Nachbarn sind skeptisch: Flughafen baut neue Jet-Parkplätze
VON HANS ONKELBACH - zuletzt aktualisiert: 02.09.2010 - 09:00Düsseldorf (RPO). Weil im östlichen Teil des Airports eine neue Halle gebaut wird, braucht man auf der gegenüberliegenden Seite neue Abstellflächen für Flugzeuge. Die unmittelbaren Nachbarn sehen das mit Skepsis: Sie fürchten den Lärm der Generatoren, die die Maschinen im Stand mit Energie versorgen.
Die Pläne für das Flughafen-Projekt "Ersatzflächen Vorfeld-West" liegen seit gestern öffentlich aus und können auch auf den Internetseiten des NRW-Verkehrsministers eingesehen werden (www.mvebwv.nrr.de).

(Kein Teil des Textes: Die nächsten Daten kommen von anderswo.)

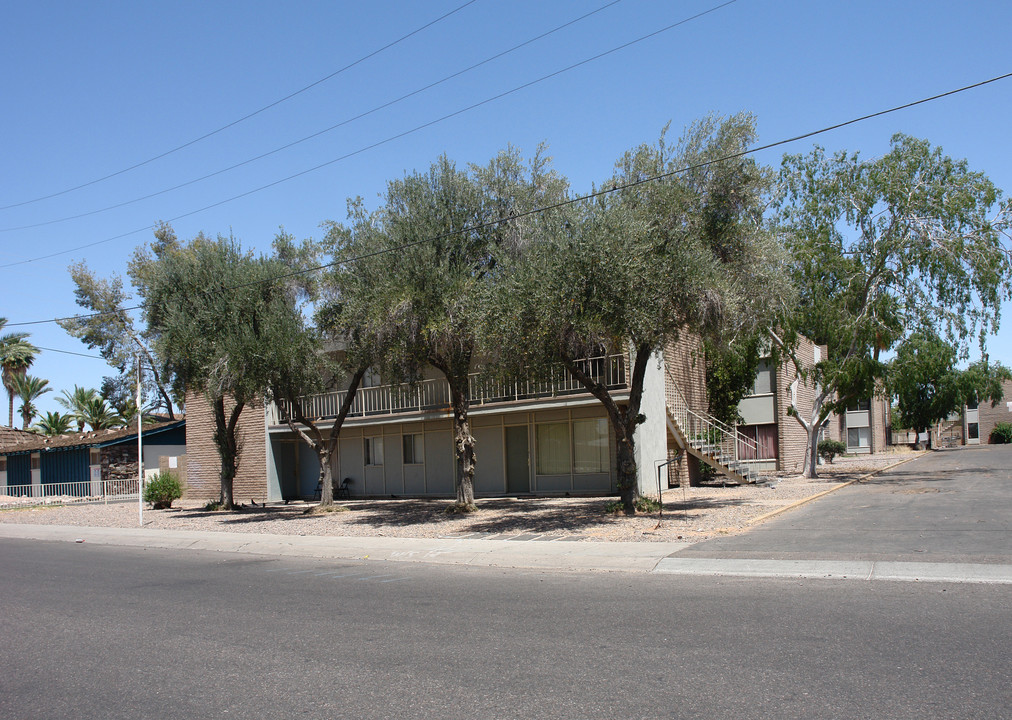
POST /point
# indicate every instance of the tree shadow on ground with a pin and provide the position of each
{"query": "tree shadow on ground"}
(495, 515)
(904, 477)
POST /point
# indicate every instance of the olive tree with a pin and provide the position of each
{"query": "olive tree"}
(416, 267)
(674, 243)
(219, 317)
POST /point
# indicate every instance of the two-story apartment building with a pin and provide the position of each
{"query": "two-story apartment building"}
(545, 436)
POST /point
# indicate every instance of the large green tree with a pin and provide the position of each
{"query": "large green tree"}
(928, 385)
(313, 357)
(215, 313)
(678, 247)
(110, 328)
(420, 263)
(879, 247)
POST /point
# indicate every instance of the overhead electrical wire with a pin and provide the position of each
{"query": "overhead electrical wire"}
(572, 201)
(343, 123)
(385, 141)
(244, 117)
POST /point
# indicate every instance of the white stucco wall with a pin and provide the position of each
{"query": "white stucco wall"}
(651, 437)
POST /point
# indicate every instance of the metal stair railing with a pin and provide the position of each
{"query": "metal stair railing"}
(715, 440)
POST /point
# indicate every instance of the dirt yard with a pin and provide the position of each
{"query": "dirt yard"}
(691, 513)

Damit tritt das gesamte Vorhaben in die entscheidende Phase. Bis zum Ende des Monats, also vier Wochen lang, können Anwohner oder Naturschutzverbände ihre Bedenken und Anregungen zu den Entwürfen äußern. Wenn das Ergebnis vorliegt, wird die Planung dem Verkehrsministerium übergeben und dort fällt dann die Entscheidung, wie gebaut wird. Das wird vermutlich noch in diesem Herbst geschehen.

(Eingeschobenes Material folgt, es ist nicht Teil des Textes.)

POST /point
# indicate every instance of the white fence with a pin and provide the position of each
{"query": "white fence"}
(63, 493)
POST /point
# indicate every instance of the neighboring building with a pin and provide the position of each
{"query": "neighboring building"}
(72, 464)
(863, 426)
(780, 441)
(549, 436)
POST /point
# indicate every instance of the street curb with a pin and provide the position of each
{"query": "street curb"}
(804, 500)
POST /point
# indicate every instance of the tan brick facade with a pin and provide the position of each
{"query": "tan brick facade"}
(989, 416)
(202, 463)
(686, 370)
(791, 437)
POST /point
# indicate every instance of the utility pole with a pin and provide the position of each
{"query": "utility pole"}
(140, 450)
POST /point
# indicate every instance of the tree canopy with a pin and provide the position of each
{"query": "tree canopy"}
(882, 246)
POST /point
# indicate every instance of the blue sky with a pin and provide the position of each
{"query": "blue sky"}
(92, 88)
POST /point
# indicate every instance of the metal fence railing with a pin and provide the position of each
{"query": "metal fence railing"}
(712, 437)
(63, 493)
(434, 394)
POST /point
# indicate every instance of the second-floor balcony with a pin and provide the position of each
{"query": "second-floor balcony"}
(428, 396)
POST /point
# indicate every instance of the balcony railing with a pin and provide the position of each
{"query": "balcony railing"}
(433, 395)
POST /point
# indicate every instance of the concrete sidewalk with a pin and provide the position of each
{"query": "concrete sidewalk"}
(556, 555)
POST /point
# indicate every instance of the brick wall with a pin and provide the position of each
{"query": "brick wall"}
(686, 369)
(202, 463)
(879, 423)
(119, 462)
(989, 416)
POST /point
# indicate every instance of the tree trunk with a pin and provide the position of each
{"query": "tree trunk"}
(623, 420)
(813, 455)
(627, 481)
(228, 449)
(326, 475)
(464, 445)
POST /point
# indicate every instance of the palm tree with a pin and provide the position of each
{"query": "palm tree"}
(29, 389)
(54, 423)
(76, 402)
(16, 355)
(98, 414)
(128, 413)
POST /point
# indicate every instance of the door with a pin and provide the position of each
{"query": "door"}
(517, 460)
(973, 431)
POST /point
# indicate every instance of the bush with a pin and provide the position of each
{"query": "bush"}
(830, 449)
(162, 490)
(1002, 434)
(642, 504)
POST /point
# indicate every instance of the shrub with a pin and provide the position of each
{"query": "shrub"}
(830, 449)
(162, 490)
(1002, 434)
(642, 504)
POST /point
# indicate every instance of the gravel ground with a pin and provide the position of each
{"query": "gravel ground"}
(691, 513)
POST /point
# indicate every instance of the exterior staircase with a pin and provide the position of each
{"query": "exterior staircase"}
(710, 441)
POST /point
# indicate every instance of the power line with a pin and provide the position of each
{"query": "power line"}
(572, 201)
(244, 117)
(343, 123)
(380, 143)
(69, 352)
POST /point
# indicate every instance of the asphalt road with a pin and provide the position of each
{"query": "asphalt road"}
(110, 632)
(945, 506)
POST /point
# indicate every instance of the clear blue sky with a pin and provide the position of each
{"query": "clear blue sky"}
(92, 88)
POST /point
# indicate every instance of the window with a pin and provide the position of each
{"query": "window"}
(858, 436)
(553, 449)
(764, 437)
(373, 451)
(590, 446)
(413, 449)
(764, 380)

Hintergrund: Wegen Neubauten auf der östlichen Flughafenseite wird dort die Fläche knapp, auf der Flugzeuge über Nacht oder auch für länger geparkt werden können. Denn 14 Parkplätze mussten dort weichen. Für die braucht man jedoch dringend Ausweichfläche und will sie nun auf der gegenüber liegenden Seite in unmittelbarer Nähe der B 8 schaffen. Teilweise ist das schon geschehen, das gesamte Projekt ist in drei Bauabschnitte aufgeteilt, von denen einer bereits realisiert ist.

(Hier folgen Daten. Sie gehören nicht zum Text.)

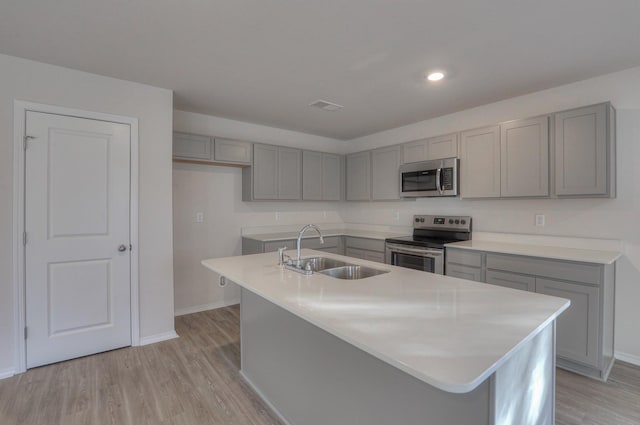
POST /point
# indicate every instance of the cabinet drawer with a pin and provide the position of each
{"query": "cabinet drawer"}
(557, 269)
(511, 280)
(364, 243)
(464, 272)
(467, 258)
(226, 150)
(314, 243)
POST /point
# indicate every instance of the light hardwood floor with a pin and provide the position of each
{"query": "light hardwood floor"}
(194, 380)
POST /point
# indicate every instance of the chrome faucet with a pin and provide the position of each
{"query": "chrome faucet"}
(304, 229)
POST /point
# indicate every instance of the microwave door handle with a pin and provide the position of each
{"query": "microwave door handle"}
(438, 185)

Bei einer Infoveranstaltung mit dem Info-Bus an der Kalkumer Straße kam es jetzt erneut zu Protesten der Anwohner. Vor allem in Unterrath fürchten die in unmittelbarer Nähe wohnenden Menschen zusätzliche Belastungen durch Lärm und Abgase. Die Generatoren, die die am Boden stehenden Maschinen mit Energie versorgen, verursachten einen permanenten Lärmpegel, der weit zu hören sei, so die Kritik.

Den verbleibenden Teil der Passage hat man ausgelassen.